Edelfelt's grace and mood shine here also. Love that dull grey, smoky sky in the background. The undulating waves seem to move under the boat, Edelfelt's brushwork and colour temperature are spot on. Her face is like a poem. Edelfelt minimizes detail yet still uses texture in her dress that is simplistic and not distracting yet surprisingly intricate up close. I love how he signed the painting on the side of the boat. This painting has such depth and reality despite the solitary character, yet her independent strenght and feminine grace are captivating.




Albert Edelfelt - Women outside the Church at Ruokolahti - Google Art Project
Women Outside the Church at Ruokolahti, 1887

Edelfelt takes another familiar theme, in this case gossip, and draws us into the women seated here.

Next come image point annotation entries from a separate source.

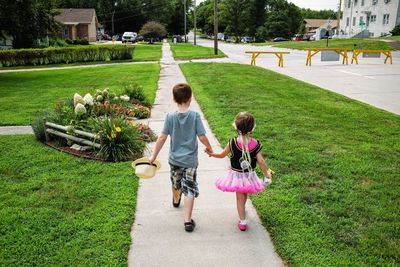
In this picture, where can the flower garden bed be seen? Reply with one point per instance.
(106, 124)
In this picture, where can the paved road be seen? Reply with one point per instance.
(370, 82)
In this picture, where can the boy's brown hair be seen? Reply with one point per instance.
(244, 122)
(182, 93)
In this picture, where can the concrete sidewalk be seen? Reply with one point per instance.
(158, 234)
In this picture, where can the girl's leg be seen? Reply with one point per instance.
(241, 199)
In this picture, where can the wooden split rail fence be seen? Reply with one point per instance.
(84, 138)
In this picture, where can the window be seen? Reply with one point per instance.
(385, 19)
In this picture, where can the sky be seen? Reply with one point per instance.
(311, 4)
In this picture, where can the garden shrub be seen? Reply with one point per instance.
(119, 140)
(53, 55)
(107, 115)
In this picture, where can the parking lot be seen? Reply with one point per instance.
(371, 82)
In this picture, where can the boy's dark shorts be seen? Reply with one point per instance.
(184, 179)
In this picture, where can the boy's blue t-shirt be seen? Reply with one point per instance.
(183, 129)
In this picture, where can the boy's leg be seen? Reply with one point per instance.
(176, 181)
(241, 199)
(189, 203)
(190, 190)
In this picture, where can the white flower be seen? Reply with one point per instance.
(99, 98)
(88, 99)
(80, 109)
(78, 99)
(124, 98)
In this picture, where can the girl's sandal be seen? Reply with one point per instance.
(189, 226)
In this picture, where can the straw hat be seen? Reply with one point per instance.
(144, 169)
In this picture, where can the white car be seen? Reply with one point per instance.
(129, 37)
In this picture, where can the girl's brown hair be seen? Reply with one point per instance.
(244, 122)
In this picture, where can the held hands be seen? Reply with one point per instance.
(209, 151)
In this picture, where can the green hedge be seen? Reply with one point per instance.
(23, 57)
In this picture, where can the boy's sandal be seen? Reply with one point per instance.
(189, 226)
(176, 205)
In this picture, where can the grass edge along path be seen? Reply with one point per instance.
(59, 210)
(187, 51)
(334, 200)
(27, 94)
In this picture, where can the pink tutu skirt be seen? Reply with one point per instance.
(243, 182)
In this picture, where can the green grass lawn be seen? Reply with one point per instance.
(59, 210)
(24, 94)
(337, 43)
(182, 51)
(335, 197)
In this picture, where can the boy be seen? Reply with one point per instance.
(183, 126)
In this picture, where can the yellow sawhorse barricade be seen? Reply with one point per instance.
(357, 52)
(313, 51)
(255, 54)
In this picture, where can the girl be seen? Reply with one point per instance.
(244, 153)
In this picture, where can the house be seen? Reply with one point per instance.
(79, 23)
(372, 18)
(319, 27)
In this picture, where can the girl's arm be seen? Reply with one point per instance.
(263, 165)
(221, 155)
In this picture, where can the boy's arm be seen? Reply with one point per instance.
(159, 144)
(204, 140)
(263, 165)
(221, 155)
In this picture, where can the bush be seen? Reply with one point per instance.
(140, 112)
(134, 91)
(120, 140)
(396, 30)
(23, 57)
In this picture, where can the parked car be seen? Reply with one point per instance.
(247, 39)
(105, 36)
(178, 38)
(298, 37)
(129, 37)
(279, 39)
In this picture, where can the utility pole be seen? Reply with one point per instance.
(184, 11)
(194, 22)
(338, 17)
(215, 27)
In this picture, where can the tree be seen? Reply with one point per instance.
(235, 14)
(257, 12)
(396, 30)
(153, 30)
(28, 21)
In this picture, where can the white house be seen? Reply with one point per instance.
(373, 18)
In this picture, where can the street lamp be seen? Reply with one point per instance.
(215, 27)
(112, 18)
(184, 11)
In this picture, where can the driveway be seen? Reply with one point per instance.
(371, 81)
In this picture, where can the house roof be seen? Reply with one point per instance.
(76, 15)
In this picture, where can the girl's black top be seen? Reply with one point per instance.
(236, 155)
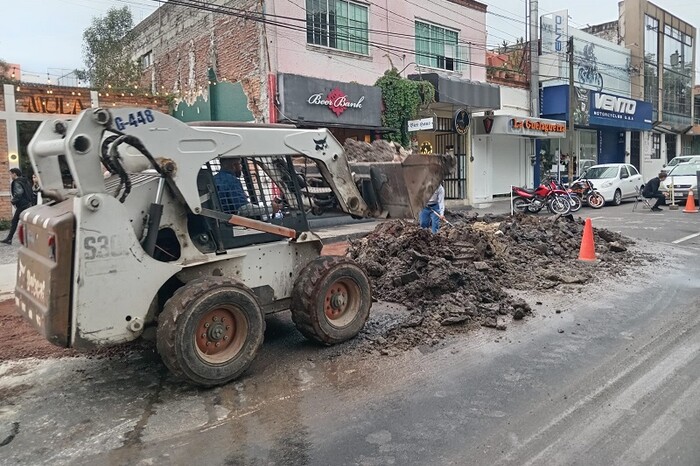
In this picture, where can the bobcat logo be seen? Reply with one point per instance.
(321, 143)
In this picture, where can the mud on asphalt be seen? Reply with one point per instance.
(465, 276)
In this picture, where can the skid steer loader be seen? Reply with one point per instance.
(146, 228)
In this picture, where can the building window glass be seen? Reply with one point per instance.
(338, 24)
(437, 47)
(655, 146)
(146, 60)
(651, 53)
(677, 78)
(670, 146)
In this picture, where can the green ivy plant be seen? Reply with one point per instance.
(402, 99)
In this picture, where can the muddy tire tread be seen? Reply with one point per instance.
(303, 299)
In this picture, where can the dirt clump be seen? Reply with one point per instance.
(460, 277)
(19, 340)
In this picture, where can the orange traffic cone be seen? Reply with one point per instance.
(690, 203)
(587, 251)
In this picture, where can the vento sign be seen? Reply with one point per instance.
(611, 103)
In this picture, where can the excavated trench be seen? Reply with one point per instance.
(467, 274)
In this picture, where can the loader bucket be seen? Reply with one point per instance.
(401, 190)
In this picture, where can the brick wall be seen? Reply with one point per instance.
(185, 43)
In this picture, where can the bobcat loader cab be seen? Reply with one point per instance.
(142, 233)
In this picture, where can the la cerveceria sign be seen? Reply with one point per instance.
(537, 125)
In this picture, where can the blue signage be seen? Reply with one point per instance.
(620, 112)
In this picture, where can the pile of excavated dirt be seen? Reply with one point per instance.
(378, 151)
(459, 278)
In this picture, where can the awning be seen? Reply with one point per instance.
(509, 125)
(670, 128)
(473, 95)
(319, 124)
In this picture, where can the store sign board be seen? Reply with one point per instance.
(321, 101)
(54, 105)
(421, 125)
(535, 126)
(613, 110)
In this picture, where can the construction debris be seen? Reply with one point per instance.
(463, 276)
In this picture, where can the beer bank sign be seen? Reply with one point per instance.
(612, 110)
(314, 101)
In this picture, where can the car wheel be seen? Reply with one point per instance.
(617, 198)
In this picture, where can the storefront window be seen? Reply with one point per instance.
(437, 47)
(651, 52)
(338, 24)
(655, 146)
(587, 150)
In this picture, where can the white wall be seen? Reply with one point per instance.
(514, 101)
(499, 162)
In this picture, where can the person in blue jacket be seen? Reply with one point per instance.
(434, 211)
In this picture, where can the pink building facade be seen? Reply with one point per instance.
(391, 40)
(314, 63)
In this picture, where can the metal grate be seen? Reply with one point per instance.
(455, 181)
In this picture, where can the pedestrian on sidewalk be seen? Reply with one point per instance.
(651, 191)
(21, 192)
(36, 191)
(434, 211)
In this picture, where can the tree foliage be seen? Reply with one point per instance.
(107, 53)
(402, 100)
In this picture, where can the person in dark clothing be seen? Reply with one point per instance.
(21, 192)
(651, 191)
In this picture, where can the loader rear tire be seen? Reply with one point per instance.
(331, 300)
(210, 331)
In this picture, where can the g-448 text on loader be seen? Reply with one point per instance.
(197, 231)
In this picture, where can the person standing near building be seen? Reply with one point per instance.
(21, 192)
(434, 211)
(651, 191)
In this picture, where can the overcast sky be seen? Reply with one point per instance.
(45, 36)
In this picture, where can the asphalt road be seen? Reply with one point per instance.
(612, 378)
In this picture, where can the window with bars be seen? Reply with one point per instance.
(655, 146)
(338, 24)
(437, 47)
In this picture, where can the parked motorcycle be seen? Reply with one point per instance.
(585, 190)
(573, 199)
(534, 200)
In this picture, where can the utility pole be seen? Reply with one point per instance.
(534, 61)
(533, 17)
(572, 105)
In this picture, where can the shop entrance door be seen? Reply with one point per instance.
(455, 182)
(25, 133)
(635, 149)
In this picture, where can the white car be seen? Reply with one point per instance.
(614, 181)
(683, 177)
(680, 159)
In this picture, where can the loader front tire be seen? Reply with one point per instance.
(331, 300)
(210, 331)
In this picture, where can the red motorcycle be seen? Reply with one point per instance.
(584, 189)
(534, 200)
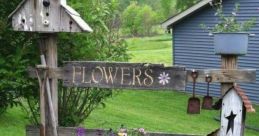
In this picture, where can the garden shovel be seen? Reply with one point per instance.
(194, 102)
(207, 100)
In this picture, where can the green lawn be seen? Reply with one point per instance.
(152, 50)
(153, 110)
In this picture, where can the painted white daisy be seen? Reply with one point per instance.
(164, 78)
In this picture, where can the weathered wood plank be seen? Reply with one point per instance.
(69, 131)
(124, 75)
(225, 76)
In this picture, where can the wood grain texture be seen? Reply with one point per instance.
(225, 76)
(228, 62)
(69, 131)
(50, 50)
(124, 75)
(33, 16)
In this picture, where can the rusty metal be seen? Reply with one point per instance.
(207, 100)
(194, 102)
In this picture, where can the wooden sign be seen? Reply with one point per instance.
(123, 75)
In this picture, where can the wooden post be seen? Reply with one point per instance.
(228, 62)
(50, 51)
(228, 113)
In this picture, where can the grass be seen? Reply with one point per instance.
(13, 122)
(163, 111)
(151, 50)
(153, 110)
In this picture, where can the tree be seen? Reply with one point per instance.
(167, 8)
(146, 18)
(129, 17)
(19, 51)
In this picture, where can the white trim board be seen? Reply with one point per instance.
(185, 13)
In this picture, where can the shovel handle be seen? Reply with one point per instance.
(194, 75)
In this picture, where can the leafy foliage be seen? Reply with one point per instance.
(76, 104)
(230, 23)
(17, 53)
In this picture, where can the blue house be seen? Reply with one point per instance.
(193, 47)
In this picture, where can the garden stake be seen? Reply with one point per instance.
(194, 103)
(207, 100)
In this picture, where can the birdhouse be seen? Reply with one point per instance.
(47, 16)
(235, 104)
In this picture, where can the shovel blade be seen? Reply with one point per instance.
(194, 106)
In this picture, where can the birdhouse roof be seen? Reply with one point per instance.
(72, 14)
(77, 18)
(17, 8)
(241, 93)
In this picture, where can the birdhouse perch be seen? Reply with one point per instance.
(47, 16)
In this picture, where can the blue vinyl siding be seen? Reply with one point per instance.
(193, 47)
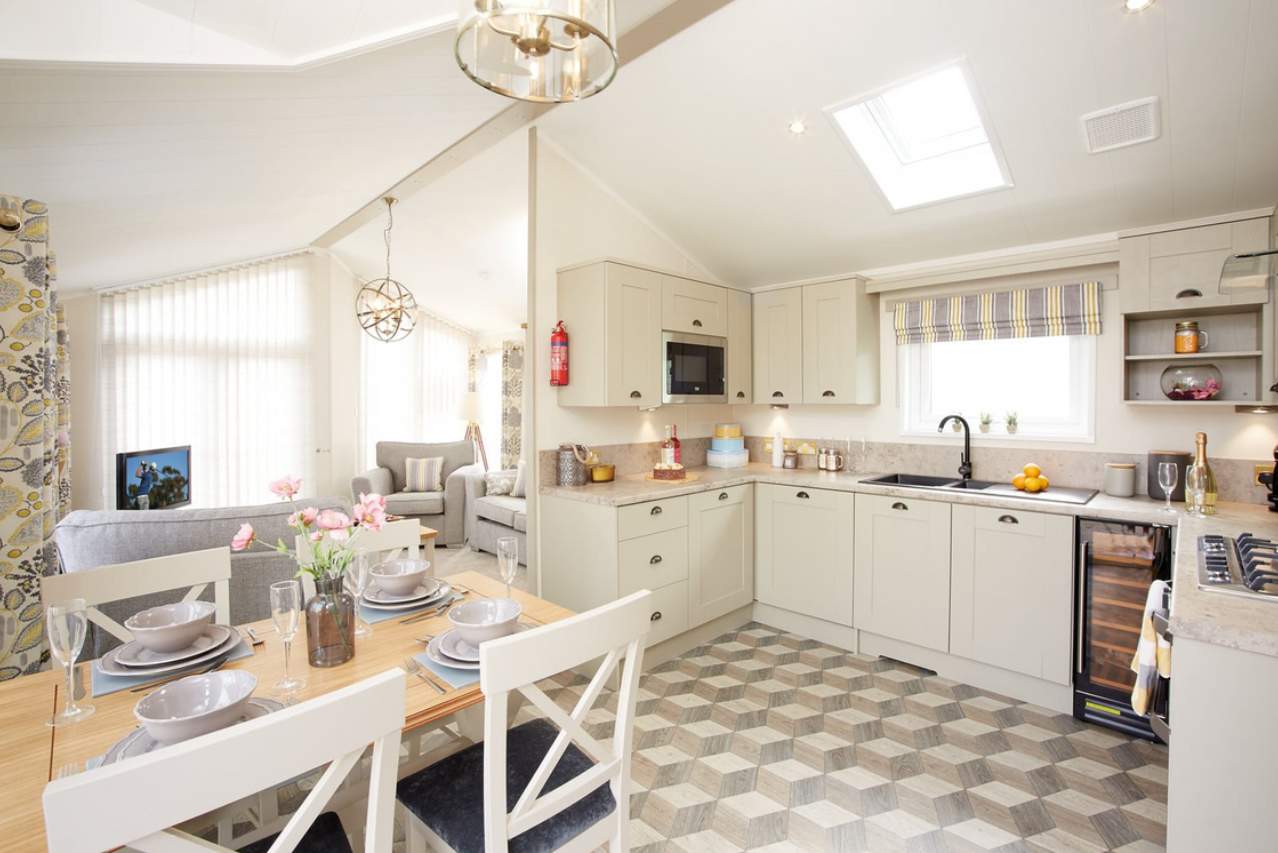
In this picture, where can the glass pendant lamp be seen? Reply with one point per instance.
(547, 51)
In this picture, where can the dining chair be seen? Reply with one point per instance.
(106, 583)
(545, 784)
(137, 802)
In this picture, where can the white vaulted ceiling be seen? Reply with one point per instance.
(695, 133)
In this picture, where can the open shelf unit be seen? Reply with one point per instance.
(1236, 347)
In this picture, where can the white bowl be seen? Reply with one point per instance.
(197, 705)
(399, 577)
(485, 619)
(170, 627)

Note how the two women on the far left are thoroughly engaged in the discussion, while the other two women on the right are reluctant and uncomfortable with what they are hearing. In fact, the woman in dark clothes on the far right is not only unimpressed but appears ready to get up and leave. Note how the distinct individually patterned apron clothes of each woman suggests their involvement in the gossip, also, in how the patterns seem to fracture the more to the right of each woman until the far right younger woman carries a bag on her lap, suggesting her possible disbelief in what is being said. The is storytelling and human nature at its very most astute, and Edelfelt reveals not only a keen eye for detail but for psychology as well.




Albert Edelfelt - Louis Pasteur - 1885
Louis Pasteur, 1885

Edelfelt's iconic portrait of the man who invented pasteurization and changed the world. Love the intense gaze of Pasteur to reveal his scientific nature and scrutiny for details. Beautiful light and color contrasts here in the background. A wamr and respectful portrait of a giant in science.


Edelfelt seems to have few weaknesses as a painter, and has no fear in painting seemingly any kind of subject matter. He reminds us not just to depict realistically, but to be real in the process. Scenes can be simple, but people themselves never are. Nature, light and texture are the only tools necessary. The eye of an artist is more than merely depiction but, as Edelfelts demonstrates consistently, finding the truth within each subject and doing this we may find it within ourselves.